Expected inflation eases in Nov, while Korean consumer sentiment worsens

2022.11.22 12:18:01 | 2022.11.22 13:33:14

[Photo by Park Hyung-ki]이미지 확대

[Photo by Park Hyung-ki]



Adding to the rationale behind moderating the pace of rate increases, South Korean consumer expectations for inflation gains in the following year has plateaued in November on softer grocery and fuel prices, while consumer sentiment worsened from high rates and housing market slump.

According to the Bank of Korea (BOK) Consumer Survey for November released Tuesday, consumers’ expected inflation for the following year came to 4.2 percent, inching down from 4.3 percent in October. The figure has swaying slightly up and down after hitting a historic high of 4.7 percent in July. Consumers’ expected inflation in August came to 4.3 percent, 4.2 percent in September, and 4.3 percent in October.

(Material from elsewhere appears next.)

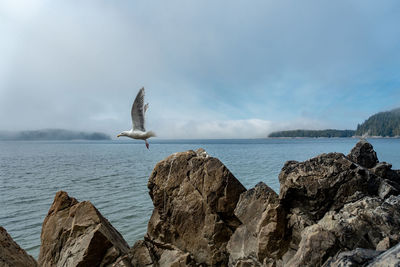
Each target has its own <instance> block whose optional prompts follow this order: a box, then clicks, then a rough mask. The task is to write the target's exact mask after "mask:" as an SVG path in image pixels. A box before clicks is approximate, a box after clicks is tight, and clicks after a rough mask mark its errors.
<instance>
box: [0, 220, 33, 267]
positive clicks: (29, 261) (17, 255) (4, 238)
mask: <svg viewBox="0 0 400 267" xmlns="http://www.w3.org/2000/svg"><path fill="white" fill-rule="evenodd" d="M0 266H32V267H35V266H37V262H36V260H35V259H34V258H33V257H32V256H31V255H29V254H27V253H26V251H25V250H23V249H22V248H21V247H20V246H19V245H18V244H17V243H16V242H15V241H14V240H13V239H12V237H11V236H10V235H9V234H8V233H7V231H6V229H4V228H3V227H1V226H0Z"/></svg>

“Prices, including utility fees and dining out costs, still remain high but prices of oil and agricultural, livestock, and fisheries products stabilized, helping to ease expected inflation,” said Hwang Hee-jin, an official from the BOK. “A decline in the upward trend in U.S. consumer prices would have also affected the sentiment.”

The survey was conducted on 2,500 households between November 8 and 15.

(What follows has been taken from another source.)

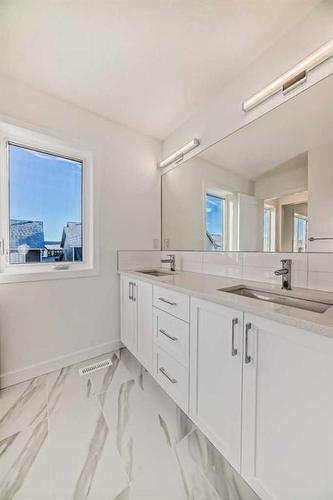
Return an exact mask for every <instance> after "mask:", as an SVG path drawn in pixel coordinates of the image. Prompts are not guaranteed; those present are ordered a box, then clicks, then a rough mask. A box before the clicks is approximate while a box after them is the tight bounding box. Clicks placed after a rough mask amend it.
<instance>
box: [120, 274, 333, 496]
mask: <svg viewBox="0 0 333 500" xmlns="http://www.w3.org/2000/svg"><path fill="white" fill-rule="evenodd" d="M121 339H122V341H123V343H124V344H125V345H126V347H128V349H129V350H130V351H131V352H132V353H133V354H134V355H135V356H136V357H137V358H138V360H139V361H140V362H141V363H142V364H143V365H144V366H145V368H146V369H147V370H148V371H149V372H150V373H151V374H152V375H153V376H154V378H155V379H156V381H157V382H158V383H159V384H160V385H161V387H162V388H163V389H164V390H165V391H166V392H167V393H168V394H169V396H170V397H171V398H173V400H174V401H175V402H176V403H177V405H178V406H180V407H181V408H182V409H183V410H184V411H185V412H186V413H187V414H189V415H190V417H191V418H192V420H193V421H194V423H195V424H196V425H197V426H198V427H199V428H200V430H201V431H202V432H203V433H204V434H205V435H206V436H207V437H208V439H210V441H211V442H212V443H213V444H214V445H215V446H216V448H217V449H218V450H219V451H220V452H221V453H222V454H223V455H224V457H225V458H226V459H227V460H228V461H229V462H230V463H231V464H232V465H233V466H234V467H235V469H236V470H238V471H239V472H240V474H241V475H242V476H243V477H244V479H245V480H246V481H247V482H248V483H249V485H250V486H252V488H253V489H254V491H255V492H256V493H257V494H258V495H259V496H260V498H261V499H262V500H332V499H333V340H332V339H331V338H327V337H324V336H322V335H318V334H314V333H311V332H308V331H305V330H302V329H298V328H294V327H291V326H287V325H284V324H281V323H278V322H276V321H271V320H268V319H265V318H261V317H259V316H256V315H252V314H248V313H244V312H242V311H239V310H236V309H233V308H230V307H226V306H223V305H219V304H215V303H212V302H209V301H206V300H201V299H197V298H194V297H191V298H190V297H189V295H186V294H185V293H180V292H178V291H174V290H173V289H171V288H164V287H163V286H160V285H152V284H150V283H147V282H141V281H140V280H137V279H136V278H134V279H133V278H131V277H129V276H127V275H126V274H123V275H122V276H121Z"/></svg>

Expectations for interest rates going higher went up by 1 point from the previous month to 151 in November. A reading above 100 means that there are more people anticipating interest rates to go higher than lower in six months time.

A higher index in November means that more people projected interest rates to go up from the level in October.

The index for prospective housing prices fell 3 points to an all-time low of 61, which shows that more consumers expect housing prices to go down further in the following year.

The composite consumer sentiment index (CCSI) also fell 2.3 points to 86.5 in November from the previous month, declining for two straight months. A reading above 100 means that people are more optimistic than pessimistic about the economy while vice versa for a reading below 100.

CCSI rose to 91.4 in September from 86.0 in July and 88.8 in August before falling to 88.8 in October and 86.5 in November. Hwang noted that concerns continued about economic slowdown amid sluggish exports and high prices.

Five of the 6 major indicators that make up the CCSI fell from a month ago.

The index for prospective living standards fell 2 points from the previous month to 82 in November, prospective household income 1 point to 93, prospective household spending 3 points to 107, current domestic economic conditions 1 point to 46, and prospective domestic economic conditions 2 points to 54. The index for current living standards was unchanged at 83.